Comme un bon vin vieilli en cave, c'est donc, de fait, un cinéma de la maturité que Klapisch nous livre ici : les personnages ont mûri, ils atteignent - à l'image de Jean (Pio Marmaï), le frère aîné, et de Jérémie (François Civil), le benjamin - l'âge d'être eux-mêmes parents. Les problématiques auxquelles ils sont confrontés correspondent à cette étape de vie : le couple (établi, à former, en crise...), le lieu de vie, le retour aux sources ou l'exploitation des possibilités infinies offertes par le vaste monde, le vieillissement, voire la disparition des parents, le regard sur l'enfance et le dépassement des rancœurs, les dissensions ou, au contraire, la solidarité dans la fratrie...
La narration s'est allégée, fluidifiée, jouant volontiers de l'ellipse ou de l'allusion : un simple cadre de fenêtre signale le passage du temps, selon que, derrière lui, se trouve un enfant ou l'adulte qu'il est devenu ; en contre-champ, les saisons se succèdent en accéléré, sur un paysage de vignes. Le filmage lui-même, par moments, préfère suggérer plutôt que montrer : une simple main, reposant sur un lit et découpée par le surcadrage d'une porte d'hôpital, figure le père malade, vivant ses derniers moments ; main inerte, puis légèrement animée, et alors étreinte, baignée de pleurs...

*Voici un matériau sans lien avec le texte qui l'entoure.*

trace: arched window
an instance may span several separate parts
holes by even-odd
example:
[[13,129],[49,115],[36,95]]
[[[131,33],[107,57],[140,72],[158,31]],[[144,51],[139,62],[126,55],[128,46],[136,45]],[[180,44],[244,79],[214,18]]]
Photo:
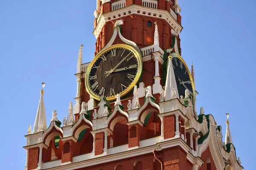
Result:
[[65,142],[64,144],[63,153],[68,153],[70,152],[70,144],[68,142]]
[[133,126],[130,128],[130,138],[136,137],[137,137],[137,128],[135,126]]
[[147,26],[148,27],[152,27],[152,22],[150,21],[148,21]]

Grâce à cette grande économie de moyens, qui ne contraint pas le spectateur et le renvoie, par sa discrétion, à ses propres expériences ou peurs, le cinéaste obtient un maximum d'effets, provoquant des émotions intenses, voire contrastées, par exemple lorsque, pour ne pas se faire lourd et avec, toujours, beaucoup de tact, il mêle de l'humour à l'évocation du deuil, et qu'alors le rire surprend les larmes...
Le casting est très juste, jouant finement des proximités comme des contrastes, et Ana Girardot est très convaincante en Juliette, cadette des deux frères et couvée, parfois un peu jalousement, par eux. Jean-Marc Roulot, authentiquement vigneron lorsqu'il n'est pas acteur, et que l'on a déjà vu dans "Tu seras mon fils" (2011), de Gilles Legrand, contribue à l'équilibre de l'ensemble et au climat authentique et simple de ce dernier Klapisch, qui a fui les grandes villes au profit des vallonnements amples et doux de la Bourgogne.
Un film aux arômes délicats, tantôt frais et pétillants, tantôt plus chargés, mais dont le goût subtil et profond s'inscrit durablement en nous.